By implying that Lord Kelvin had wisely predicted such a new heat source, Rutherford gained the scientist's favour and the idea was accepted.
However, the absolute age of the Earth was still an unsolved question. Geologists came to realise that because the Earth was constantly recycling old rocks, it was unlikely a pristine rock from the primordial Earth would be found that could be dated directly. Another method had to be found. And here Rutherford made another contribution.
After helping to develop sonar for submarine detection in World War I, Rutherford returned to Cambridge University as the new director of the Cavendish Laboratory.

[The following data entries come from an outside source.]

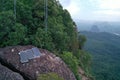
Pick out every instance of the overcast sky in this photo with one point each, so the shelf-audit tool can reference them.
(99, 10)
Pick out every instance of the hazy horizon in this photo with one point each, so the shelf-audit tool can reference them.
(93, 10)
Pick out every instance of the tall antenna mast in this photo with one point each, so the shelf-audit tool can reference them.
(15, 9)
(46, 14)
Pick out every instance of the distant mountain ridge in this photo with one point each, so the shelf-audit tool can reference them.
(111, 27)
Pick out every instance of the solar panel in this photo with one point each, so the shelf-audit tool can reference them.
(36, 52)
(29, 53)
(23, 57)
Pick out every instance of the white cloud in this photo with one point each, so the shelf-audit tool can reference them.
(108, 12)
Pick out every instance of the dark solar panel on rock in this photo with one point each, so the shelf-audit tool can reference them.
(36, 52)
(29, 53)
(23, 57)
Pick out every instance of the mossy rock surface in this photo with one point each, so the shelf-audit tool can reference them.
(49, 76)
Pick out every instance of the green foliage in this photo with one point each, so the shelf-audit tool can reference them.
(49, 76)
(82, 40)
(61, 34)
(105, 51)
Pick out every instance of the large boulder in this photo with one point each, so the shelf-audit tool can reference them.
(30, 70)
(7, 74)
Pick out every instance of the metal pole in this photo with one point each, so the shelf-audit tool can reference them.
(46, 15)
(15, 9)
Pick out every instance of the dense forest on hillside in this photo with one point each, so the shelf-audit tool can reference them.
(26, 27)
(105, 49)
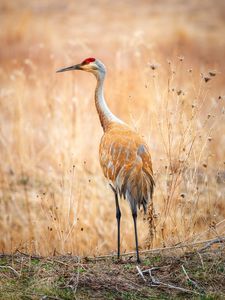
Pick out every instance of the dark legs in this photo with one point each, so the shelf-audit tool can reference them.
(118, 216)
(134, 214)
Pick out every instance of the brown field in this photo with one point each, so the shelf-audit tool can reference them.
(166, 66)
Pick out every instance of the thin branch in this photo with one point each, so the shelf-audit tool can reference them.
(140, 273)
(180, 246)
(9, 267)
(156, 282)
(193, 283)
(212, 242)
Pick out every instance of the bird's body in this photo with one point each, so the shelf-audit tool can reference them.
(124, 156)
(126, 163)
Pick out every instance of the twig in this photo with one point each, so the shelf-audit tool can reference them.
(211, 242)
(8, 267)
(153, 250)
(140, 273)
(156, 282)
(190, 280)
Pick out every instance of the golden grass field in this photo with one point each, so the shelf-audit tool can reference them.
(166, 66)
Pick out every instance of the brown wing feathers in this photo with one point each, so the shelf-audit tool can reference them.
(126, 162)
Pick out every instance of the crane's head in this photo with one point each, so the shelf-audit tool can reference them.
(90, 64)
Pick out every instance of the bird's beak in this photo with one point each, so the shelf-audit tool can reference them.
(75, 67)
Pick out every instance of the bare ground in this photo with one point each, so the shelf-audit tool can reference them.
(195, 275)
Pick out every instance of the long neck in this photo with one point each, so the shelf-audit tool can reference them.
(105, 115)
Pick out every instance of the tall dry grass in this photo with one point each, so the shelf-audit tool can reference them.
(54, 198)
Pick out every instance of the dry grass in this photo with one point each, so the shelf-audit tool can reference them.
(191, 276)
(54, 198)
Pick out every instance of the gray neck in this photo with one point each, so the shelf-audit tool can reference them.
(105, 115)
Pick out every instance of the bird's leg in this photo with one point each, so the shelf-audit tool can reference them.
(118, 216)
(134, 214)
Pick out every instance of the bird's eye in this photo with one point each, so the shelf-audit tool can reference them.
(88, 60)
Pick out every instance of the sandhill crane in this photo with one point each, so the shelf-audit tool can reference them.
(124, 155)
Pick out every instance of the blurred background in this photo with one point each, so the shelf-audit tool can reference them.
(165, 77)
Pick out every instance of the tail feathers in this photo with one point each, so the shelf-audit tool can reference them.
(135, 185)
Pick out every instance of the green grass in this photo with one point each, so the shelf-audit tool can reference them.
(23, 277)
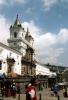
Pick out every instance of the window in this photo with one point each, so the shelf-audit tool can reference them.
(0, 64)
(15, 34)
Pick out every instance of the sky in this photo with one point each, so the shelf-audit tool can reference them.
(48, 24)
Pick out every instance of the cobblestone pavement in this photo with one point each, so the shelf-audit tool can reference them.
(46, 95)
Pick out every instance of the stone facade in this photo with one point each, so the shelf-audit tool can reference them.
(20, 42)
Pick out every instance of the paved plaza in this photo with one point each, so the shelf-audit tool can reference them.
(46, 95)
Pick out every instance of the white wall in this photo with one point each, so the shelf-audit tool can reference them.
(3, 56)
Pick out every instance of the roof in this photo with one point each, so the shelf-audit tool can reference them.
(8, 48)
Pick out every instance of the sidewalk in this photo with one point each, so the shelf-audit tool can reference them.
(45, 94)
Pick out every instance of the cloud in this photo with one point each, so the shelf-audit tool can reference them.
(4, 29)
(48, 4)
(49, 47)
(4, 2)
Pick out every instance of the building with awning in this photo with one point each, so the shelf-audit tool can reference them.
(42, 70)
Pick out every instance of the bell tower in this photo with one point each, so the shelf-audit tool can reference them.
(17, 33)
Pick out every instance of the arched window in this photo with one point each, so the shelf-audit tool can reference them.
(15, 34)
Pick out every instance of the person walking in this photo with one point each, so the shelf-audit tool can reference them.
(31, 90)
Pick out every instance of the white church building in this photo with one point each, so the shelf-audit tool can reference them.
(18, 56)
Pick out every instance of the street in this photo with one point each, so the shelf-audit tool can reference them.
(45, 95)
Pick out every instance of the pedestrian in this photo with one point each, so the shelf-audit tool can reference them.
(31, 90)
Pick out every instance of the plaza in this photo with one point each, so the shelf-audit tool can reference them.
(45, 95)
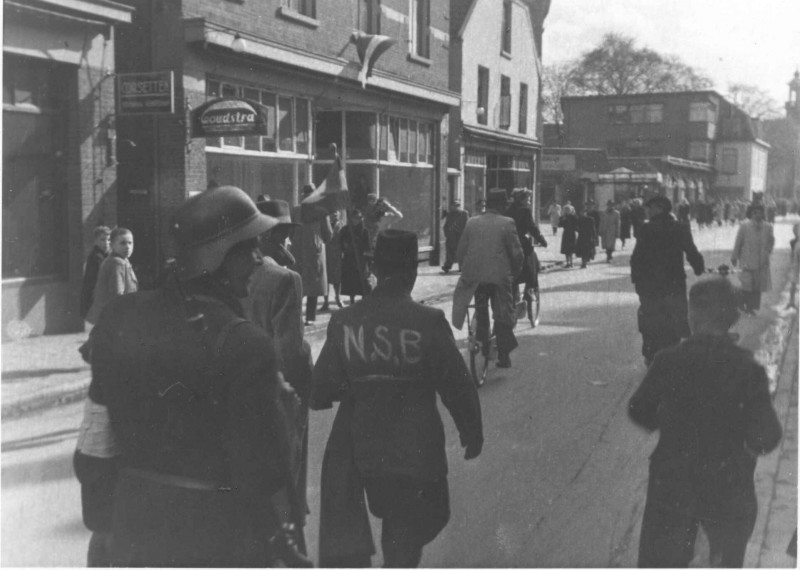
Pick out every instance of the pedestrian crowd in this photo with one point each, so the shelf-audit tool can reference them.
(193, 450)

In the ground-floor of the laboratory, F.W. Aston was developing the first mass spectrometer - an instrument that measures a sample according to atomic weight. Aston coined the term "isotope" to describe those atoms that - although they were, in effect, the same element - had slightly different atomic weights.
In 1929, Aston published a brief paper outlining the discovery of three isotopes of lead at atomic weights 206, 207 and 208. Rutherford used this discovery to deduce that the lead isotope 207 came from uranium isotope 235 and lead isotope 206 came from uranium isotope 238.
Based on the two uranium isotopes decaying at different rates, he was able to calculate the Earth's age at 3.4 billion years. Hutton's vision of vast amounts of geological time had been confirmed.
The lead-uranium method is now a major part of the science of geochronology, or dating earth materials. Rutherford moved on to other projects and became a widely respected and greatly honoured scientist. He was made a peer - the Baron of Nelson - and died in 1937.
After World War II, researchers further refined dating methods and pushed back the age of the Earth to 4.6 billion years by dating meteorites - the primordial building material of the Earth and solar system.
In comparison, a human lifespan is the merest of motes. If the history of the Earth could be compressed into a single year starting at midnight on January 1, then our first human ancestors didn't show up until late in the afternoon on December 31; all recorded history happens in the last 15 seconds before midnight. There is a profound aspect to deep time. Rutherford's research toppled the last pillar of a dogmatic human-centric universe.
To some, these revolutions have demoted humanity to transient apes, adrift in an endless and indifferent universe. Yet we apparently insignificant creatures can look into the unknown, explore it, measure it and, ultimately, understand it. One hundred years ago Rutherford beamed a light into the abyss of time.